An interesting sound.
Carefully, he replaced the phone to his ear. He spoke a few words. He waited. Tried again. After ten minutes, he killed the call and redialed.
Nothing but an empty void. Almost as if there was nothing there. Cayman’s lips twitched into a smile. The Norseman was dead. Drake, or someone else, had taken the old bastard out. It was over.
Cayman was free!
For n
ow, he thought. If Drake had indeed won the day, then he would send in the wolves to raid the tomb—and soon. It took Cayman just a few moments to realize there was nothing he could do about that. Not even if he kept the Shadow Elite’s demise to himself and told the men to keep fighting. The authorities possessed the might to eventually prevail.
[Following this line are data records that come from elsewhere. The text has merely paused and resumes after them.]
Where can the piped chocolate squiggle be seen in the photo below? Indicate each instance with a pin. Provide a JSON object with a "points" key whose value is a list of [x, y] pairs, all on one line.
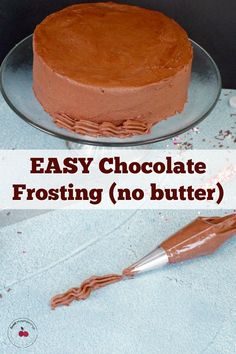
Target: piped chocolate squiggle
{"points": [[86, 288]]}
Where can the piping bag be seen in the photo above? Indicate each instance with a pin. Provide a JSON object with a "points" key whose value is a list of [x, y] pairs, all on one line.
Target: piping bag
{"points": [[201, 237]]}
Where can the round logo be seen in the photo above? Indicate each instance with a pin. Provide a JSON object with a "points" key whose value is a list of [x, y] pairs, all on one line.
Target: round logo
{"points": [[22, 333]]}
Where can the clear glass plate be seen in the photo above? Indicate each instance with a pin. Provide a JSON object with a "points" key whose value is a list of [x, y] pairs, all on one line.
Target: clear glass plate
{"points": [[16, 87]]}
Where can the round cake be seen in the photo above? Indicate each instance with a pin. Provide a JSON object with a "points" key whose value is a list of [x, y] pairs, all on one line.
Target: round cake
{"points": [[107, 69]]}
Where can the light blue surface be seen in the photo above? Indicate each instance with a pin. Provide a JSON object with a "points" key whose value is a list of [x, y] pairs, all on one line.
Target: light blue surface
{"points": [[185, 309]]}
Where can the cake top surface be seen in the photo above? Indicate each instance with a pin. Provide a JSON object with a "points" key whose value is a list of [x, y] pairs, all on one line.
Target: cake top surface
{"points": [[112, 45]]}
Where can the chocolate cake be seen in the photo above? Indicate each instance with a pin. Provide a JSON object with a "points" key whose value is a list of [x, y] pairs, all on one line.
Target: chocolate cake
{"points": [[107, 69]]}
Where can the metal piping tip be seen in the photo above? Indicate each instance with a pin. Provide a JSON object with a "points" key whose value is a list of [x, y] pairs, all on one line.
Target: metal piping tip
{"points": [[153, 260]]}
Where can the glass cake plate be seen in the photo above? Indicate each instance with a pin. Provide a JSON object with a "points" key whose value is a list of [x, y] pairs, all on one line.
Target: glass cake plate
{"points": [[16, 87]]}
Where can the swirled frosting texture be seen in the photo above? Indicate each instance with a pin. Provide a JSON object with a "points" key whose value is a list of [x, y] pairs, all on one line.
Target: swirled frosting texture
{"points": [[86, 288], [107, 62]]}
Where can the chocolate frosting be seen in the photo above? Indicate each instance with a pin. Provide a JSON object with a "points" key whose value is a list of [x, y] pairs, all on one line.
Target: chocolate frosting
{"points": [[112, 45], [106, 69], [201, 237], [85, 289]]}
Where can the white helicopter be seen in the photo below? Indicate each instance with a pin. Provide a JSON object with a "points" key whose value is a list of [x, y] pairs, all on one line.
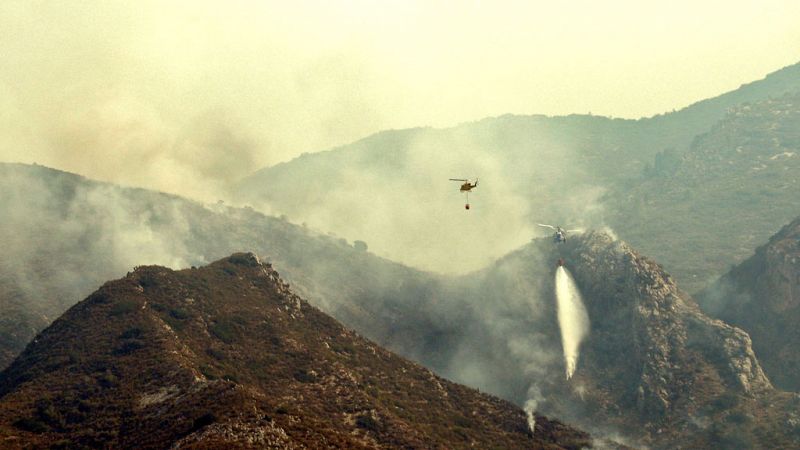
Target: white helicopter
{"points": [[560, 234]]}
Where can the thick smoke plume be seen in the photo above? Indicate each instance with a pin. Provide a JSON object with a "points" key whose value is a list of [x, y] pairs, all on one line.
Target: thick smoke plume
{"points": [[572, 318]]}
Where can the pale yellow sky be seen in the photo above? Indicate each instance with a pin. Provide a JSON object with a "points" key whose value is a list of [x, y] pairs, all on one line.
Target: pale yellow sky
{"points": [[158, 93]]}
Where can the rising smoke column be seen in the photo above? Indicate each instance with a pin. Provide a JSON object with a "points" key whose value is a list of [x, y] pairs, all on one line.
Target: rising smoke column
{"points": [[572, 318]]}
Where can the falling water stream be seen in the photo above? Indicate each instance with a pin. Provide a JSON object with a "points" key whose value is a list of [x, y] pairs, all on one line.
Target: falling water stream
{"points": [[572, 318]]}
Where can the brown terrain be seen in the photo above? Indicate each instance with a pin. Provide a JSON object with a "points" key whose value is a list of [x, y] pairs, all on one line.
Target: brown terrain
{"points": [[762, 296], [226, 356]]}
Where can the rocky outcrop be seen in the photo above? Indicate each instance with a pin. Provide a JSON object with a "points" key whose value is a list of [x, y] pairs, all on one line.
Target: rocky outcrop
{"points": [[653, 357], [227, 356], [762, 296]]}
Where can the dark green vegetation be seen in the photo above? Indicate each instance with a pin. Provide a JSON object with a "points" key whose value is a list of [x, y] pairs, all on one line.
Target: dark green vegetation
{"points": [[251, 366], [63, 235], [665, 184], [722, 198], [494, 329], [762, 296]]}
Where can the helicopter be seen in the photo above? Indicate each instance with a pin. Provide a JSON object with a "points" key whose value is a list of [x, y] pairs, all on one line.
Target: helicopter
{"points": [[560, 234], [466, 188]]}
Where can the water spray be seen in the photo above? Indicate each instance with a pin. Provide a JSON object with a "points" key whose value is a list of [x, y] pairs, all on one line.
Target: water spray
{"points": [[573, 320]]}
Excitement galvanized him. Quickly, he cast about, saw a discarded holdall lying in the middle of the floor below and hurried down to collect it. Within minutes he had hastened back up the stairs to Kali’s tomb and was struggling to open the great lid, employing as much force as possible. The heavy concrete slab grinded like the cracking of the earth, but before his strength gave out, he managed to widen the gap a little more.
Within minutes he had filled the holdall with Kali’s bones. The larger ones, he had to snap, but he was sure the Goddess wouldn’t mind—she’d been dead a long time. With the job done, he stood back from the tomb, taking it all in one last time, and felt the sharp sting of tears at the corners of his eyes.
The home he’d never had.
But he was used to moving on. All his life he’d being shipped from home to home, school to school, agency to agency—just a matter of exchanging one battlefield for the next. And he’d always been ready to kill to protect his temporary sanctuary. He hefted the bones of Kali now and walked out of the tomb of the gods without looking back again. It was time to disappear for a while.
A new chapter in his life had just opened up.
CHAPTER THIRTY-SIX
Mano Kinimaka had already proposed a Hawaiian Christmas, so when the big man decided to spend his recovery time over there, the entire team followed. Only a few days after beating the terrorists and the Norseman in battle, they found themselves put up by a grateful American government at a fancy hotel overlooking Waikiki Beach.